Other Considerations

  • If the application being load balanced does not allow sharing session state between the servers, a persistence timeout is likely required. This forces any traffic from a given source IP address to be sent to the same server until there has been more idle time from that IP than the configured timeout (in seconds).
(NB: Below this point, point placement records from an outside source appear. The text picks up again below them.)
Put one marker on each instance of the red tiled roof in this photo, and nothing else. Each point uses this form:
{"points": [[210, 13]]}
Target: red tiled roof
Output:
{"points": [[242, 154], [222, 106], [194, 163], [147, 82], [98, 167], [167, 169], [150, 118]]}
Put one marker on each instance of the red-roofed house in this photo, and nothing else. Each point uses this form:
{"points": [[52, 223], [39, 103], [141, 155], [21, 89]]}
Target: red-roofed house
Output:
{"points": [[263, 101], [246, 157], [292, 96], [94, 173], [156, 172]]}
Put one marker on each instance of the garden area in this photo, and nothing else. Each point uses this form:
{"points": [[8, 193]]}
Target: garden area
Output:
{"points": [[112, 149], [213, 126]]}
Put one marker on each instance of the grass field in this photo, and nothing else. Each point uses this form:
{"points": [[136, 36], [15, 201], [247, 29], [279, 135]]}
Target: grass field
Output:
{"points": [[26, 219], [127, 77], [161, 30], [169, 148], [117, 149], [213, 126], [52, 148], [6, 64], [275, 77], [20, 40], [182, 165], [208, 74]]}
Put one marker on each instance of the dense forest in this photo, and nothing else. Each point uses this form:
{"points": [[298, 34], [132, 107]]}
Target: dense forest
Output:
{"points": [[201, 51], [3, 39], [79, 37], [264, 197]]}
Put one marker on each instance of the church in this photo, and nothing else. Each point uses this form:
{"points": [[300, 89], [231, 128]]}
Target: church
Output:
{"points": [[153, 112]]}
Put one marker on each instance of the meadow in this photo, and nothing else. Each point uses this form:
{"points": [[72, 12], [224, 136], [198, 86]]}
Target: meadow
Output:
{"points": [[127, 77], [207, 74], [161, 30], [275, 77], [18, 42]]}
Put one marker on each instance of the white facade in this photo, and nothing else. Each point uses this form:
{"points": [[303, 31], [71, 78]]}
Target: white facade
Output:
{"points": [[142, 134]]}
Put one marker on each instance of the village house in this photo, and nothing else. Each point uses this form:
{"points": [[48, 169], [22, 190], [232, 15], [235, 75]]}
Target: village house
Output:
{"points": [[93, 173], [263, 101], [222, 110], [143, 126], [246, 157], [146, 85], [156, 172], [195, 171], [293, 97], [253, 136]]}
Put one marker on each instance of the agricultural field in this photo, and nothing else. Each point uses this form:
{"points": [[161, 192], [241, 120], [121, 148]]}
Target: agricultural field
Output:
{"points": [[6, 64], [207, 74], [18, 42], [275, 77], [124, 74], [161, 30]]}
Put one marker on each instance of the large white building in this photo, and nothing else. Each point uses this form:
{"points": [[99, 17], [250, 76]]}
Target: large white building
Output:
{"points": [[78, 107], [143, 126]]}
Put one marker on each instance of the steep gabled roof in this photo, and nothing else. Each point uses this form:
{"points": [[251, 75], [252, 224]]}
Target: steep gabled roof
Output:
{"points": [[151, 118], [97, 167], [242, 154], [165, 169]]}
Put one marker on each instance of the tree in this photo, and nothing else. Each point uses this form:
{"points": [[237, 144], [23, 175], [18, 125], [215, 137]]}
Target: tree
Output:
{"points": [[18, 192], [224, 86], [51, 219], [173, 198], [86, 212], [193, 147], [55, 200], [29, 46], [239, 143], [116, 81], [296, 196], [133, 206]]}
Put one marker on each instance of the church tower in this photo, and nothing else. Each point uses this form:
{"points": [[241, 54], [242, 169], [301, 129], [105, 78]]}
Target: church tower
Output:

This configuration goes in the virtual_server configuration in /etc/keepalived/conf.d/fwm-100.conf
    virtual_server fwmark 100 {
            delay_loop 30
            lb_algo wlc
            lb_kind DR
            protocol TCP
            persistence_timeout 3600
    [...snip...]
    
  • If your web servers are making use of name-based virtual hosts, and separate load balancer groups are required for each site, a virtualhost entry needs to be configured so that the test page is being processed by the correct site. This also goes in the virtual_server configuration in /etc/keepalived/conf.d/fwm-100.conf
    virtual_server fwmark 100 {
            delay_loop 30
            lb_algo wlc
            lb_kind DR
            protocol TCP
            virtualhost www.example.com
    [...snip...]
    
  • A "sorry server" can be configured to handle traffic in the event that all web servers are failing the health test. This server should have a similar network configuration as the real web servers, and should return some simple "sorry" page for any URL it receives. This configuration also goes in the virtual_server configuration in /etc/keepalived/conf.d/fwm-100.conf
    virtual_server fwmark 100 {
            delay_loop 30
            lb_algo wlc
            lb_kind DR
            protocol TCP
            sorry_server 192.168.1.30 0
    [...snip...]
    

    This sorry server functionality can be handled by the LVS servers themselves, as long as the content served is extremely lightweight. To do so, bind the load balancer IP to the loopback and suppress ARP just like on web1 and web2. Then, set the sorry server to

    sorry_server 127.0.0.1 0
  • Any changes to the ferm or keepalived configuration need to be propagated to both servers. The only difference should be the router_id in /etc/keepalived/keepalived.conf. A simple script should be enough to keep these in sync, just be sure to reload both services after any change.